Durch die vielen Zeitungsberichte über mich und meine Erkrankung, die diversen Benefiz-Veranstaltungen und die damit verbundene Öffentlichkeit haben sich zudem viele Menschen bei mir gemeldet und auf unterschiedlichste Art und Weise ihre Hilfe angeboten. Außerdem bekam ich die Möglichkeit, in einem Artikel in aller Kürze meine Geschichte zu schildern. Es ist sehr wichtig, eine relativ unbekannte Erkrankung wie die Amyotrophe Lateralsklerose mehr in den Blickpunkt der Öffentlichkeit zu rücken. Darüber hinaus war es mir ein persönliches Anliegen, möglichst vielen Menschen mitzuteilen, was ich habe und wie sich die ALS bei mir äußert. Ich wollte unbedingt vermeiden, dass sie mich aus ihrer eigenen Unsicherheit heraus entweder gar nicht beachten oder so tun, als hätten sie mich nicht gesehen bzw. erkannt. Noch schlimmer ist es jedoch, wenn mich die Menschen in ihrer Unwissenheit behandeln, als wäre auch mein Kopf nicht mehr so schnell wie früher. Auch wenn ich mich nur noch im Schneckentempo bewegen kann und langsam und undeutlich spreche, sind meine Gedanken nach wie vor sehr schnell, klar und komplex. Kein Grund also, in irgendeiner Weise Rücksicht auf mich zu nehmen.

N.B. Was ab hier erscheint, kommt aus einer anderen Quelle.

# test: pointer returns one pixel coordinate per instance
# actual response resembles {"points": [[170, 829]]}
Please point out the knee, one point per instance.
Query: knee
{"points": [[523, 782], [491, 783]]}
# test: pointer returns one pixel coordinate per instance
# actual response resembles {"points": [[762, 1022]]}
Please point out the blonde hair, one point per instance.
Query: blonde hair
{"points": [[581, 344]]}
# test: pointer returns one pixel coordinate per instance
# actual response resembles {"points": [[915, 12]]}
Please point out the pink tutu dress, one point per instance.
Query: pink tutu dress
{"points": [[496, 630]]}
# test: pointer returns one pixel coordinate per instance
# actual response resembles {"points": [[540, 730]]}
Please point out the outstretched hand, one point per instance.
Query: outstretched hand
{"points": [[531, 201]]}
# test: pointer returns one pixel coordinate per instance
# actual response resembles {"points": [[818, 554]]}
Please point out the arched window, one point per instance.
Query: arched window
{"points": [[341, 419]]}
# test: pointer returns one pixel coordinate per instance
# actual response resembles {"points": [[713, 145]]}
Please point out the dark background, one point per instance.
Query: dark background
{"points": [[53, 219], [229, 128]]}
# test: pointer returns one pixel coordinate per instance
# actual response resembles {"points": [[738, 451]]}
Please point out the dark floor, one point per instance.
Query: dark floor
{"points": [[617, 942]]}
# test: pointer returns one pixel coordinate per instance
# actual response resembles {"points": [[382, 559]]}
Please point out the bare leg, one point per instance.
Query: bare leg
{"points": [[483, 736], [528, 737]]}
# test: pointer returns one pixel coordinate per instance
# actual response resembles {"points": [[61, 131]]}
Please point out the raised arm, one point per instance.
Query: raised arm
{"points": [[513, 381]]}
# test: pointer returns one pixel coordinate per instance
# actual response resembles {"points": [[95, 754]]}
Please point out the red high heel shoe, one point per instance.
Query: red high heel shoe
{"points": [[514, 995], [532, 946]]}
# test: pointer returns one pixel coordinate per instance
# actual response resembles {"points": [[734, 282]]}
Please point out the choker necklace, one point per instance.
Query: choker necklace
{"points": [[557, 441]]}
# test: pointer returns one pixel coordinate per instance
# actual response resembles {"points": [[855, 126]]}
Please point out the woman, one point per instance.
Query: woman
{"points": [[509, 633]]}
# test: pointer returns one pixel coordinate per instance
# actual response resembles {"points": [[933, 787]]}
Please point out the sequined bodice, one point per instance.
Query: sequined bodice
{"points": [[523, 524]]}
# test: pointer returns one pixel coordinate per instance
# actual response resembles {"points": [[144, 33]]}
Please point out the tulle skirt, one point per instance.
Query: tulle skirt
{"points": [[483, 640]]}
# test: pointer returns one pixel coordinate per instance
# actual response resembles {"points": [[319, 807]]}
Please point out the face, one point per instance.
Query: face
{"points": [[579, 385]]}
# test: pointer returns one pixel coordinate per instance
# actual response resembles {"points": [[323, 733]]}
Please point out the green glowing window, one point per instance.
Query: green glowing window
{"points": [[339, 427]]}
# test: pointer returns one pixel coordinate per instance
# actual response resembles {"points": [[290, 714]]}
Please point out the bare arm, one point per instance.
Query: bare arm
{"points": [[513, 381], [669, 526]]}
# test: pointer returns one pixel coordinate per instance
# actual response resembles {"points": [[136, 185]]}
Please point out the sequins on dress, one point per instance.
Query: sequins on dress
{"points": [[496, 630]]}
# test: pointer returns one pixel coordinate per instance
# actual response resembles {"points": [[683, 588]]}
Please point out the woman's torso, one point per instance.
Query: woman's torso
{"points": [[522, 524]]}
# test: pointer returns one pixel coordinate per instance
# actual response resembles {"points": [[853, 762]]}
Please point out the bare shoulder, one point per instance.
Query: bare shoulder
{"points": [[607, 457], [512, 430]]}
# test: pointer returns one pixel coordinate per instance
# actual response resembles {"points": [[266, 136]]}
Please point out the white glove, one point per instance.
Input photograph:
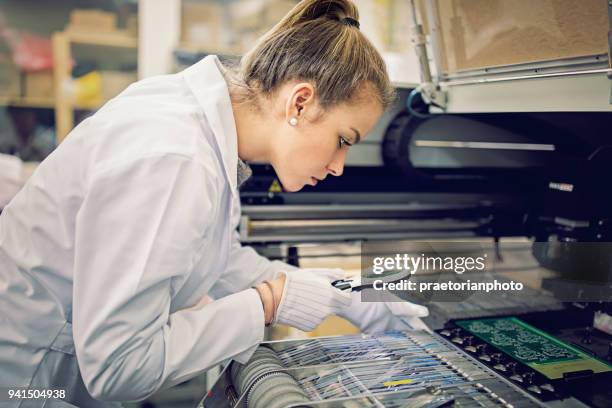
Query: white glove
{"points": [[374, 317], [308, 298]]}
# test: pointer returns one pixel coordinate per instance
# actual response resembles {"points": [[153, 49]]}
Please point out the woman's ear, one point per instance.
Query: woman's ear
{"points": [[301, 99]]}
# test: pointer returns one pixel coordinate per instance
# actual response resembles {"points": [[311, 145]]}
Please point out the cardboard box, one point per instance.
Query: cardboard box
{"points": [[114, 82], [276, 10], [202, 25], [248, 15], [92, 20], [9, 80], [38, 84]]}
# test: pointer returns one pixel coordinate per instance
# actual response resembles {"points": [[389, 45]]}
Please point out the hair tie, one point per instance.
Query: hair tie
{"points": [[350, 21]]}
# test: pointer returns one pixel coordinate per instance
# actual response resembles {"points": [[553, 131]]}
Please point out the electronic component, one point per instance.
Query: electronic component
{"points": [[407, 369]]}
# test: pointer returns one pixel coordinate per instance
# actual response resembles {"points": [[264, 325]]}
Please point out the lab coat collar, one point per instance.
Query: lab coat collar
{"points": [[206, 81]]}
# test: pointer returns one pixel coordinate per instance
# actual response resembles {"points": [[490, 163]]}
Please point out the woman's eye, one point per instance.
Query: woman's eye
{"points": [[342, 141]]}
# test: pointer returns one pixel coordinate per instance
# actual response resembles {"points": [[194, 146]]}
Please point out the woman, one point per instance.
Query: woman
{"points": [[107, 252]]}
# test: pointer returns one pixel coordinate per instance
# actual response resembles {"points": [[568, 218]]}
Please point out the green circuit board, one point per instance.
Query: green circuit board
{"points": [[533, 347]]}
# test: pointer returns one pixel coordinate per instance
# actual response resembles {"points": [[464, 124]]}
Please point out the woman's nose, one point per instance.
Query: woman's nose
{"points": [[336, 166]]}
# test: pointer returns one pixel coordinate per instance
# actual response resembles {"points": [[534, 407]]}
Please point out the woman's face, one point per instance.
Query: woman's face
{"points": [[317, 145]]}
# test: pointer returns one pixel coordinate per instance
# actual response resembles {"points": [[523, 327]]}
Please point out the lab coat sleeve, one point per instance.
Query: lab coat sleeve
{"points": [[246, 267], [139, 229]]}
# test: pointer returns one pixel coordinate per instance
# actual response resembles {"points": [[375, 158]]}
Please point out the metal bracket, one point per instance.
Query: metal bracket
{"points": [[610, 45], [430, 91]]}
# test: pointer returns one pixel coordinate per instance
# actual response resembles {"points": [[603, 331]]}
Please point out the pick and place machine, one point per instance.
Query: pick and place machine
{"points": [[496, 144]]}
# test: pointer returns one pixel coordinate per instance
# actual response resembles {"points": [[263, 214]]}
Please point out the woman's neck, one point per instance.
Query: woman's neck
{"points": [[254, 130]]}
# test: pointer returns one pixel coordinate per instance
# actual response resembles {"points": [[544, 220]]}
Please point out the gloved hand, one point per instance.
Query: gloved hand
{"points": [[374, 317], [308, 298]]}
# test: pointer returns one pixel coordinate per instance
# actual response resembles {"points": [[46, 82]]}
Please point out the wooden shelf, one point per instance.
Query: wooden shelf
{"points": [[27, 102], [196, 48], [118, 38], [49, 103]]}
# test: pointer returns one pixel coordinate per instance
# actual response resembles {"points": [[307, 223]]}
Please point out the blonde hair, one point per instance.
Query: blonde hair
{"points": [[316, 42]]}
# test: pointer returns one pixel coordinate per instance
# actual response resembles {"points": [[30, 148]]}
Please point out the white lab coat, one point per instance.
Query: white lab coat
{"points": [[109, 247]]}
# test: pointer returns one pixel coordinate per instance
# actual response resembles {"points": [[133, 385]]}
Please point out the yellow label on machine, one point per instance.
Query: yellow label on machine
{"points": [[398, 382], [275, 187]]}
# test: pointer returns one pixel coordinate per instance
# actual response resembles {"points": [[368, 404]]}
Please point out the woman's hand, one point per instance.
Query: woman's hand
{"points": [[308, 298], [271, 293]]}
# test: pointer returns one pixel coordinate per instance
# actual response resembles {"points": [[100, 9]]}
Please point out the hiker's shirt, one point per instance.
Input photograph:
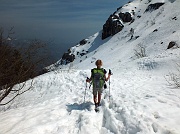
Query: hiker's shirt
{"points": [[98, 77]]}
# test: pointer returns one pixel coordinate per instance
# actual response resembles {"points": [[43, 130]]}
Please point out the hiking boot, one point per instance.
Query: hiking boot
{"points": [[96, 104]]}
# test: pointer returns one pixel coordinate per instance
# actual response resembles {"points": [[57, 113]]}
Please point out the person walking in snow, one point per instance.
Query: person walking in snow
{"points": [[98, 78]]}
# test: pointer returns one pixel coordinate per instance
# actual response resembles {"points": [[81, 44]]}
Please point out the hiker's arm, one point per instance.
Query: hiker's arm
{"points": [[89, 80], [106, 79]]}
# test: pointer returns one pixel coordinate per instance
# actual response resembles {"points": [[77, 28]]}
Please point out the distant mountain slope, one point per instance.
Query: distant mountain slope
{"points": [[155, 24]]}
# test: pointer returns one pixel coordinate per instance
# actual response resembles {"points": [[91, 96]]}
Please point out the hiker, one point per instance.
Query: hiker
{"points": [[98, 78]]}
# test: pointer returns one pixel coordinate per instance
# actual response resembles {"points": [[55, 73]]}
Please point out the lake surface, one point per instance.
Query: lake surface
{"points": [[62, 22]]}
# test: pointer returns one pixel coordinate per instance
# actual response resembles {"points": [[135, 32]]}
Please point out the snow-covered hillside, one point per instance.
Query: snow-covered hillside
{"points": [[141, 99]]}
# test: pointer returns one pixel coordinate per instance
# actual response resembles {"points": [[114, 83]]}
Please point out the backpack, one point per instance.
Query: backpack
{"points": [[98, 77]]}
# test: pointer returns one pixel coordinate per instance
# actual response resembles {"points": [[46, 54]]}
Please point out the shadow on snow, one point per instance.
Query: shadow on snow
{"points": [[82, 106]]}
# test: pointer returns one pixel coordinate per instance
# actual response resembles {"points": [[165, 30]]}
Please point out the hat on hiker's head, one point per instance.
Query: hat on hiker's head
{"points": [[98, 63]]}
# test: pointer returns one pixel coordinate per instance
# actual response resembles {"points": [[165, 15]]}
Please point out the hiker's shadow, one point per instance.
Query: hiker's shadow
{"points": [[82, 106]]}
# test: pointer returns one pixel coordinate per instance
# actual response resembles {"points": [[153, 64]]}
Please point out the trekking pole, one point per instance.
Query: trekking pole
{"points": [[85, 92], [109, 84]]}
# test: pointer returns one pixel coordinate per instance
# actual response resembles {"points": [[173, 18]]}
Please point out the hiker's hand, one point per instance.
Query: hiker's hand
{"points": [[88, 80]]}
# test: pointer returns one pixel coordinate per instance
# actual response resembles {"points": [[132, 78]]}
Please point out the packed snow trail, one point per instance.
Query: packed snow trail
{"points": [[56, 105]]}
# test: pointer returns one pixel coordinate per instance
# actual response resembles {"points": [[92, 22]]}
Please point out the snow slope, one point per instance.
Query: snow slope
{"points": [[141, 99]]}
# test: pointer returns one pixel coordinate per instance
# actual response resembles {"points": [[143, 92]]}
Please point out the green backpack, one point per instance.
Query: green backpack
{"points": [[98, 77]]}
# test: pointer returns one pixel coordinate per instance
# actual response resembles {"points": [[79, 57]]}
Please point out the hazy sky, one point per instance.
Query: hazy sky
{"points": [[65, 22]]}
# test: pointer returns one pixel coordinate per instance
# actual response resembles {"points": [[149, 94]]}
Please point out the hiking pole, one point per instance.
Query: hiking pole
{"points": [[85, 91], [109, 83]]}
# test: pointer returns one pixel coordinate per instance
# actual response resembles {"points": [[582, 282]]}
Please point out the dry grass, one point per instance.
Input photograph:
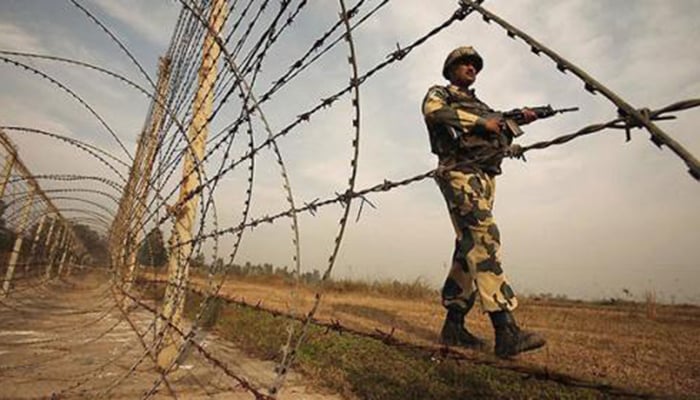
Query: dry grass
{"points": [[624, 344]]}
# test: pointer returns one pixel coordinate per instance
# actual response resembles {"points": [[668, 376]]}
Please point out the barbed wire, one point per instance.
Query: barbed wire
{"points": [[246, 45]]}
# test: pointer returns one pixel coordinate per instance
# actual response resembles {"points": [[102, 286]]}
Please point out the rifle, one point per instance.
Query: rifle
{"points": [[511, 120]]}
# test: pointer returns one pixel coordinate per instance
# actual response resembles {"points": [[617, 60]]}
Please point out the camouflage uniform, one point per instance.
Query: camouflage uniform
{"points": [[469, 159]]}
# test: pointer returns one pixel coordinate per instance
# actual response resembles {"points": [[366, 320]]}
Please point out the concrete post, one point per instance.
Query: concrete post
{"points": [[35, 243], [141, 188], [47, 246], [66, 250], [26, 208], [185, 213], [6, 173], [55, 246]]}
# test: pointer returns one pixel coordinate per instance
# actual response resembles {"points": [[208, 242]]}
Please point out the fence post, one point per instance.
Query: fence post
{"points": [[186, 210], [47, 246], [35, 242], [149, 143], [26, 208]]}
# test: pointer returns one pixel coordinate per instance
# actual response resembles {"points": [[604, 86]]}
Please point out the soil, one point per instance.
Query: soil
{"points": [[629, 345], [68, 339]]}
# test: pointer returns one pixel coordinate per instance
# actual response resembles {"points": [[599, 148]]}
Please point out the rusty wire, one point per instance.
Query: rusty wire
{"points": [[240, 77]]}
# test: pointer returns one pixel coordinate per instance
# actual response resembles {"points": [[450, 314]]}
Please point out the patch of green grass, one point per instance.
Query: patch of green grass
{"points": [[369, 369], [364, 368]]}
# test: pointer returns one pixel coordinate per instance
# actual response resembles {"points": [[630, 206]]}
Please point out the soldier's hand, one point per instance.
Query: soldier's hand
{"points": [[529, 115], [493, 125]]}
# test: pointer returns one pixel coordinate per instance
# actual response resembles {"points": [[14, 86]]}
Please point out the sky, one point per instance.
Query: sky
{"points": [[589, 219]]}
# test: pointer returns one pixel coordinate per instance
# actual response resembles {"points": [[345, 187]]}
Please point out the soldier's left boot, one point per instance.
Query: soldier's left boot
{"points": [[454, 333], [510, 339]]}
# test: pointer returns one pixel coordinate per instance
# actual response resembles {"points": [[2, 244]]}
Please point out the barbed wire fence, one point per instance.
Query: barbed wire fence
{"points": [[204, 102]]}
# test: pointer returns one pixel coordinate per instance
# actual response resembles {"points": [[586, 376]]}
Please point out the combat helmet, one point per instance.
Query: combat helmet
{"points": [[460, 53]]}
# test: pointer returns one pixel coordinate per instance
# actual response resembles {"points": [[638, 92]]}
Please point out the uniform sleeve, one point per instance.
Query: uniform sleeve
{"points": [[437, 111]]}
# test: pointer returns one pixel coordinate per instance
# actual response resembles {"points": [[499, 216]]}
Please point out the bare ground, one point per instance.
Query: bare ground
{"points": [[615, 343], [69, 340]]}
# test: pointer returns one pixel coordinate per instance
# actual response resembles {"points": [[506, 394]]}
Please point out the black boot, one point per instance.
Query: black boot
{"points": [[454, 333], [510, 339]]}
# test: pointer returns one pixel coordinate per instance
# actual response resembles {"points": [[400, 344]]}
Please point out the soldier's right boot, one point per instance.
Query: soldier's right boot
{"points": [[454, 333], [510, 339]]}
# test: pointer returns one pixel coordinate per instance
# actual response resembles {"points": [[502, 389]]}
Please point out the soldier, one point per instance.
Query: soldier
{"points": [[470, 145]]}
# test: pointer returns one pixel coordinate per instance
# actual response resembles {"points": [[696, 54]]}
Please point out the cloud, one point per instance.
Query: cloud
{"points": [[15, 38], [145, 18]]}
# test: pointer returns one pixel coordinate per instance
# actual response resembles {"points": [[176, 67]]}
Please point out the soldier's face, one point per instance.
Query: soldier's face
{"points": [[463, 73]]}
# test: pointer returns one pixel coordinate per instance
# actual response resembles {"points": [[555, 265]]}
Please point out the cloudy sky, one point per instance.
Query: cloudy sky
{"points": [[587, 219]]}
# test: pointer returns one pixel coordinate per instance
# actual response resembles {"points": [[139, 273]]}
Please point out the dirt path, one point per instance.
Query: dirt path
{"points": [[69, 340], [615, 344]]}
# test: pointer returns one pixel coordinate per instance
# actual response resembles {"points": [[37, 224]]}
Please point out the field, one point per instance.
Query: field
{"points": [[613, 348]]}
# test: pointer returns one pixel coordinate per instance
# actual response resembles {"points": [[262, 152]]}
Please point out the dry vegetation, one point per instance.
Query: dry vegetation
{"points": [[606, 342]]}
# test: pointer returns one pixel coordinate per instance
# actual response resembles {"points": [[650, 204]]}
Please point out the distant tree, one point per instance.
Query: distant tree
{"points": [[198, 262], [95, 244], [152, 251]]}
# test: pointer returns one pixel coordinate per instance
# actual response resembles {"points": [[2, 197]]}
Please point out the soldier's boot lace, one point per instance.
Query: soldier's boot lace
{"points": [[454, 334], [510, 339]]}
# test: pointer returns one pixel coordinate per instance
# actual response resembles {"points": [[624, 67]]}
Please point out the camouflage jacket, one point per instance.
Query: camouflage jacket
{"points": [[455, 119]]}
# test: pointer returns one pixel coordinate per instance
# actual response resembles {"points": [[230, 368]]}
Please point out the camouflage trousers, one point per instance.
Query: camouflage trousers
{"points": [[476, 264]]}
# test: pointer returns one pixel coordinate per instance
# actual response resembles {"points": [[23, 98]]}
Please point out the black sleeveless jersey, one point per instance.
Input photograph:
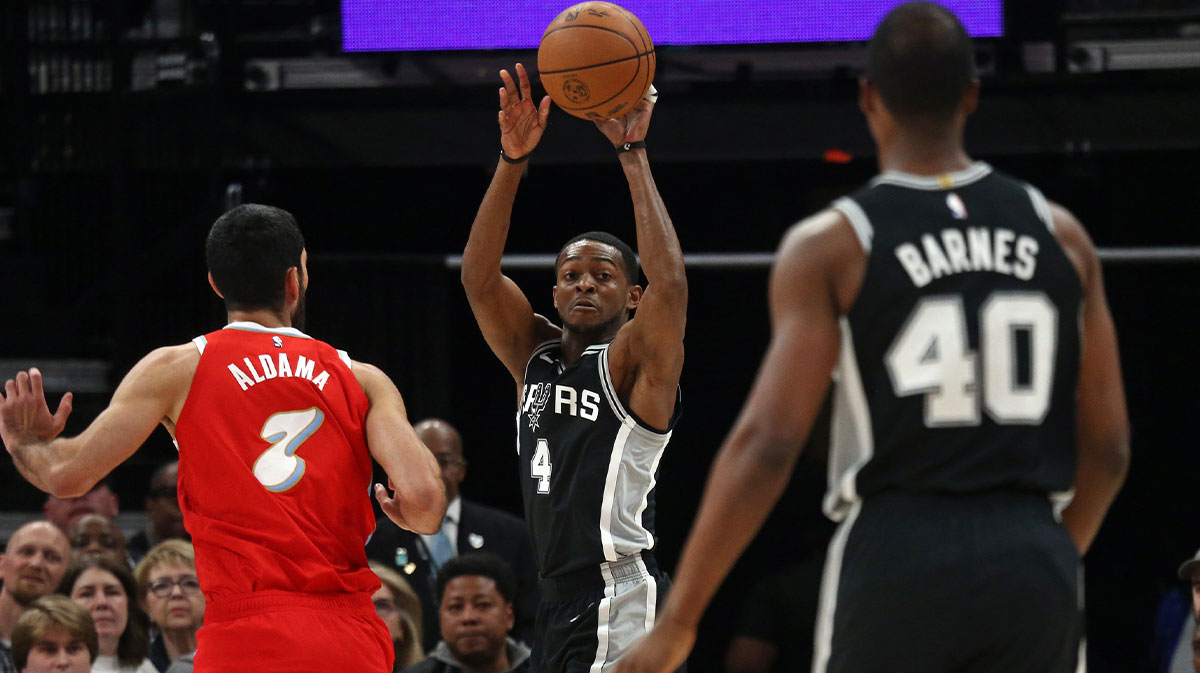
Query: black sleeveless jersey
{"points": [[960, 355], [587, 464]]}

Ich erlebe es aber immer noch, dass mit mir sehr langsam, deutlich und ganz besonders laut gesprochen wird. Die Sätze sind dabei meistens kurz und einfach, so dass ich mich manchmal wirklich frage, wer hier offensichtlich nicht mehr alle Tassen im Schrank hat! ;o) Mittlerweile kann ich aber schon ganz gut darüber hinwegsehen und manchmal sogar darüber lachen.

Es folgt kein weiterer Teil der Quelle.